Here are some of the things the animal is credited with being able to do with the trunk: pick up a pin from the ground, select and secure a single tussock of appetizing herbage, uncork a wine bottle, untie a slip knot, unbolt a gate, throw up and catch a baseball, pull the trigger to fire a gun, ring a bell.
A female elephant owned by the Duke of Devonshire in the 1880’s was allowed almost a free range over the park of his estate. She made herself useful by sweeping the paths with a broom and by carrying a garden watering pot. Her most celebrated achievement was that of opening a tightly corked wine bottle. She would hold it against the ground at about a 45 degree angle with one of her front feet and gradually twist out the cork—barely protruding above the neck of the bottle—with her trunk. After emptying the contents into her mouth she would hand the empty bottle to her keeper.
Fiendish Vampires of the Night
About the middle of the eighteenth century belief in vampirism spread like an epidemic across France and England. Dead men hellishly condemned to live forever came out of their sepulchres at midnight, took the forms of various animals, and feasted on the blood of the living (who, in turn, died and became vampires). This was a superstition which previously had been confined largely to Slavic countries. Its influence in France and England seems to have started with tales brought back from the New World by Spanish explorers of actual vampires—sinister, black-winged, fiend-faced flying mammals who actually fed on the blood of sleeping humans. Thenceforth the popular conception of a vampire was that of a large bat, hovering over the unsuspecting, eternally doomed sleeper.
The stories doubtless were greatly ornamented and exaggerated. However, the vampire bat of the American tropics is a gruesome reality. It is now known to be a carrier of the rabies virus.
It is a small, brown bat condemned by nature to live exclusively on blood. Its throat is too small to swallow solid particles. Its stomach is especially adapted for rapid digestion. It feasts on all sorts of mammals, including man, and the incisions of its razor-sharp teeth are so nearly painless that a sleeper seldom is awakened. Supposedly it always bites man on the bottoms of the toes.
The loathsome little creature does not actually suck blood, as long was supposed. Instead, according to observers, it laps up blood with its tongue. Its saliva is believed to contain an anti-coagulant which keeps a wound bleeding for hours.
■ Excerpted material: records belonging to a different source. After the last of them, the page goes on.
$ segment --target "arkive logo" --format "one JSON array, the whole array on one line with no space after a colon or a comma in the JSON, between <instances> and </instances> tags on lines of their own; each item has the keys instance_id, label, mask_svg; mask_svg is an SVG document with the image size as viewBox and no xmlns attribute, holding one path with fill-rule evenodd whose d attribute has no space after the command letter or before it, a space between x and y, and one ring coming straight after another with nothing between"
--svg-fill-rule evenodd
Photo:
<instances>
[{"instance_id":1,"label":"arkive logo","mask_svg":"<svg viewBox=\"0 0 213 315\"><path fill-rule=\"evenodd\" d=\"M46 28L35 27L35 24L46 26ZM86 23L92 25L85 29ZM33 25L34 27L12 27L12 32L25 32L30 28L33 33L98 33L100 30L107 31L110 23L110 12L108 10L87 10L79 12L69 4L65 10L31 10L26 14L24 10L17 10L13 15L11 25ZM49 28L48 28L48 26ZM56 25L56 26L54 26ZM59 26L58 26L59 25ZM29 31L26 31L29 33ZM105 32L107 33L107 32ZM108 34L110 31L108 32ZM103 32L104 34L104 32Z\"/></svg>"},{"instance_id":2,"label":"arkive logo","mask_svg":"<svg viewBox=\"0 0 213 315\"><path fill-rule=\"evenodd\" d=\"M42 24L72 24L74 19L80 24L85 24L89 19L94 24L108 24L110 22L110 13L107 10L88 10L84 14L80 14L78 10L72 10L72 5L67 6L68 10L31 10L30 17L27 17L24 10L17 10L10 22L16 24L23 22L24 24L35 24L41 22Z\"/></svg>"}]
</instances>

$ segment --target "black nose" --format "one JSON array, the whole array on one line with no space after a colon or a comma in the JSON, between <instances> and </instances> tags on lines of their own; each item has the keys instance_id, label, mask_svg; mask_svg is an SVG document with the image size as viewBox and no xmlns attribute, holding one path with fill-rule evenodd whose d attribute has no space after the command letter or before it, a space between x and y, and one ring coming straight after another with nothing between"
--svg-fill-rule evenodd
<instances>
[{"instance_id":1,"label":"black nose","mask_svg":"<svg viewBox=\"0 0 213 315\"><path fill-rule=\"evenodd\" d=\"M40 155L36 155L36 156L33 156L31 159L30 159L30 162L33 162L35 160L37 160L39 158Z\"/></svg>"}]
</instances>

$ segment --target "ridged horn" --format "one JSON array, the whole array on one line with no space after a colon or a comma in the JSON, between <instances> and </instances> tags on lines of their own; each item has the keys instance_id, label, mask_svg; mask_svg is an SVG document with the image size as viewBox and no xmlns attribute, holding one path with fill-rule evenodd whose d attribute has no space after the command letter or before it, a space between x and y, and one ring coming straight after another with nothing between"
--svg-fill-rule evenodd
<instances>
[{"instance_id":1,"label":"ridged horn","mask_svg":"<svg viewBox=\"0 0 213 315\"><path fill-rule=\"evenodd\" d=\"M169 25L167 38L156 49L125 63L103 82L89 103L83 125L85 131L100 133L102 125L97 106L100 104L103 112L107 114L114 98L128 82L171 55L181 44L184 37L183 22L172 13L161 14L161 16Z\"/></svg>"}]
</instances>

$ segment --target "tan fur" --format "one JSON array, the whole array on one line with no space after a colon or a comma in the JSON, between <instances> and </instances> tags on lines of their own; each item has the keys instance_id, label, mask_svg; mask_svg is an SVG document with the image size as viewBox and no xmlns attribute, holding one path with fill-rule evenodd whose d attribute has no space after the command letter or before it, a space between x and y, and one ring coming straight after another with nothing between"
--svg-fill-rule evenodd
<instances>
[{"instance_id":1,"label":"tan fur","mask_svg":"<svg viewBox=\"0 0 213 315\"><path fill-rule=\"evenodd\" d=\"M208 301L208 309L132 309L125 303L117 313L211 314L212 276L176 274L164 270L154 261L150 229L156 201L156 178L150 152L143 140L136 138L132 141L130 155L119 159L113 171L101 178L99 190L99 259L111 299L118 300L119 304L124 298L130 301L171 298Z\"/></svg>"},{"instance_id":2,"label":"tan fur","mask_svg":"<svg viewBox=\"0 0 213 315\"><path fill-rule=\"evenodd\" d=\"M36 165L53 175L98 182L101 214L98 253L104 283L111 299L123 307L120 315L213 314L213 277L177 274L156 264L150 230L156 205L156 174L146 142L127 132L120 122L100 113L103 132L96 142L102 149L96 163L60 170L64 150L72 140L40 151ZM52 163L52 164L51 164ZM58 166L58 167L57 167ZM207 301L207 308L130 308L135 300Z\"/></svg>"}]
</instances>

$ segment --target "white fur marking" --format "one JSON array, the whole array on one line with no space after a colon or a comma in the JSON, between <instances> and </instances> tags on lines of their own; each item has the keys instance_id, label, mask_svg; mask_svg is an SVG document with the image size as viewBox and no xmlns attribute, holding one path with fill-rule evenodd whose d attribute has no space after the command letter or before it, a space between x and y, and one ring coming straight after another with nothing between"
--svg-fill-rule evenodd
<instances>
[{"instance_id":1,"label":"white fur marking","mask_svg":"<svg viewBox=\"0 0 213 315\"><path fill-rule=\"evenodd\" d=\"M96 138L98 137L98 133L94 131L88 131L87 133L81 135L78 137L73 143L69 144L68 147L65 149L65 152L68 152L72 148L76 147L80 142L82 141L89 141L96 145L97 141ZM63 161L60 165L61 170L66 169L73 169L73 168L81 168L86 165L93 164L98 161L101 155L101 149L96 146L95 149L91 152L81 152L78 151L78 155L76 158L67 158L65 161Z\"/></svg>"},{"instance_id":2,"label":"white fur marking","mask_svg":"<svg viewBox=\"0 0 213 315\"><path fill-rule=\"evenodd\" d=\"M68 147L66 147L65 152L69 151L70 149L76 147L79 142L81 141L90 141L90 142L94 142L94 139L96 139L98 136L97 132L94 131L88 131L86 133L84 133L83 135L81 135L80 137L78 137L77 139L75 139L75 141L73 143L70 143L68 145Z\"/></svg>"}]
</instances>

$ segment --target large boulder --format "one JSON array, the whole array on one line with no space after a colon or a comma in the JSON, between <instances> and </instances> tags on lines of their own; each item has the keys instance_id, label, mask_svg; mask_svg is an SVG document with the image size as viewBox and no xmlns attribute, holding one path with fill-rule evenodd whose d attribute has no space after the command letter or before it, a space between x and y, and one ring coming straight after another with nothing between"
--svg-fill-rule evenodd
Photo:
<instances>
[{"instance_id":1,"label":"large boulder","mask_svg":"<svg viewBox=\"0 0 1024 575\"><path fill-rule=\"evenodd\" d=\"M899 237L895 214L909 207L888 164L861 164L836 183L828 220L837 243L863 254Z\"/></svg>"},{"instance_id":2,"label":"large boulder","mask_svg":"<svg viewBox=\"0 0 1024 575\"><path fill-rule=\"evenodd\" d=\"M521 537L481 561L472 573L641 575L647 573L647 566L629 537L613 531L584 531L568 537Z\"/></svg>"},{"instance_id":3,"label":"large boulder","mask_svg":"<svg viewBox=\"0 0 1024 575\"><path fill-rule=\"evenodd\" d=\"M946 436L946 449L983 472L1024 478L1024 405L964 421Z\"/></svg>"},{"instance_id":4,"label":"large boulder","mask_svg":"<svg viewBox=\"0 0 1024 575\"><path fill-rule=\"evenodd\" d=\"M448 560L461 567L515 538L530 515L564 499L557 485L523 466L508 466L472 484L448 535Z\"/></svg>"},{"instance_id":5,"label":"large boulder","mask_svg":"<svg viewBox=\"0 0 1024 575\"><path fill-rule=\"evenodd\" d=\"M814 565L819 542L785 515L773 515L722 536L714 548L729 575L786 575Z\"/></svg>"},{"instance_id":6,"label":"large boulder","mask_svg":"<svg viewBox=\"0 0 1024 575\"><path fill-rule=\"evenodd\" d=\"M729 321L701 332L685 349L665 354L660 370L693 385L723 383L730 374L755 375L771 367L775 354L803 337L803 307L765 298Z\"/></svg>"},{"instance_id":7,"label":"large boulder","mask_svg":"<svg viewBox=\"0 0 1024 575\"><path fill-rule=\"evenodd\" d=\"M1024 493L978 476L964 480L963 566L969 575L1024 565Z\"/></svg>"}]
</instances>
From 20 to 25 minutes is required for a meal, during which the animal gorges itself until its body becomes spherical.
“We slept so soundly”, records an Amazon explorer, “it was not until morning we discovered that we had been raided during the night by vampire bats and the whole party was covered with blood stains from the many bites. It may seem unreasonable to the uninitiated that we could have been thus bitten and not disturbed in our sleep but the fact remains that there is no pain produced at the time of the bite, nor for several hours afterwards.”
It feeds only at night Like most New World tropical bats, it sleeps during the day in the total darkness of caverns where it hangs in clusters from the ceilings. Such a bat cave, about as gruesome a place as could be found on earth, was explored a few years ago by Dr. Raymond L. Ditmars of the American Museum of Natural History. This cave, which the bats shared with scorpions who had wing spreads of five inches, was found in the Chagras Valley of Panama.
The mammal has a strikingly spider-like appearance. Probably alone among bats it can walk as a quadruped, using its wings as front feet. That, of course, is what they were originally before the grotesque creatures invaded the air.